Identifying review characteristics: Planning identifies review characteristics such as the review type with roles, activities, and checklists.
- Allocating Roles: During planning, people are selected to participate in the review, and roles are assigned. People with the right skills and perspectives should be involved in the review.
- Defining the entry and exit criteria: Entry and Exit Criteria are defined for more formal review types (e.g., inspections)
- Checking fulfillment of Entry Criteria: During planning, we check that entry criteria are met (for more formal review types)
2. Initiate Review
Before initiating a formal review, fulfillment of the review prerequisites (as defined in the procedure or in the list of entry criteria) should be confirmed by the review leader.
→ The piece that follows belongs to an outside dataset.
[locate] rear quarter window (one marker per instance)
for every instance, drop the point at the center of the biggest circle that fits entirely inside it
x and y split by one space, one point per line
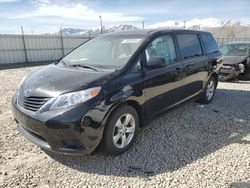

Sub activities are:
- Distributing the work product: The distribution of the work products and other materials can be done physically or by electronic means, such as issue log forms, checklists, and related work products.
- Educating Participants: Explain the scope, objectives, process, roles, and work products to the participants and provide adequate training if required. All review participants should have formal review training to understand their respective roles better.
- Answering Queries: Answering any questions that participants may have about the review.
3. Individual Review (i.e., Individual Preparation)
Activities performed during the review of a work product are:
- Reviewing Work Products: Reviewing all or part of the work product.
- Recording: Noting potential defects, recommendations, and questions during work product review.
4. Issue Communication and Analysis
The following activities are performed while analyzing and communicating issues:
- Communicating Defects: Communicating identified potential defects during review meetings or other means.
- Analyzing Defects: Analyzing potential defects, assigning ownership and status to them.
- Evaluating Quality Characteristics: and documenting them
- Evaluating the Review Findings: Evaluate the review findings against the exit criteria to make a review decision like rejected, major changes needed, accepted, or minor changes needed.
5. Fixing and Reporting
During Fixing and Reporting. The following activities are done:
- Creating Defect Reports: Creating defect reports for those findings that require changes to a work product
- Fixing Defects: Generally, the author fixes the defects in the work product reviewed.
- Communicating Defects: Communicating defects to the appropriate person or team (when found in a work product related to the work product reviewed)
- Recording Defect Status: Recording updated status of defects (in formal reviews), potentially including the agreement of the comment originator. The scribe or Recorder is responsible for this activity.
- Gathering metrics: The review leader should define adequate metrics for review evaluation during test planning. Review leaders must ensure that metrics are available to: Evaluate the quality of the reviewed item, Evaluate the cost of conducting the review and Evaluate the downstream benefit of conducting the review.
- Checking Exit Criteria: Checking that exit criteria are met (for more formal review types)
- Accepting the Work Product: Finally, accept the work product when the review is done and exit criteria are reached.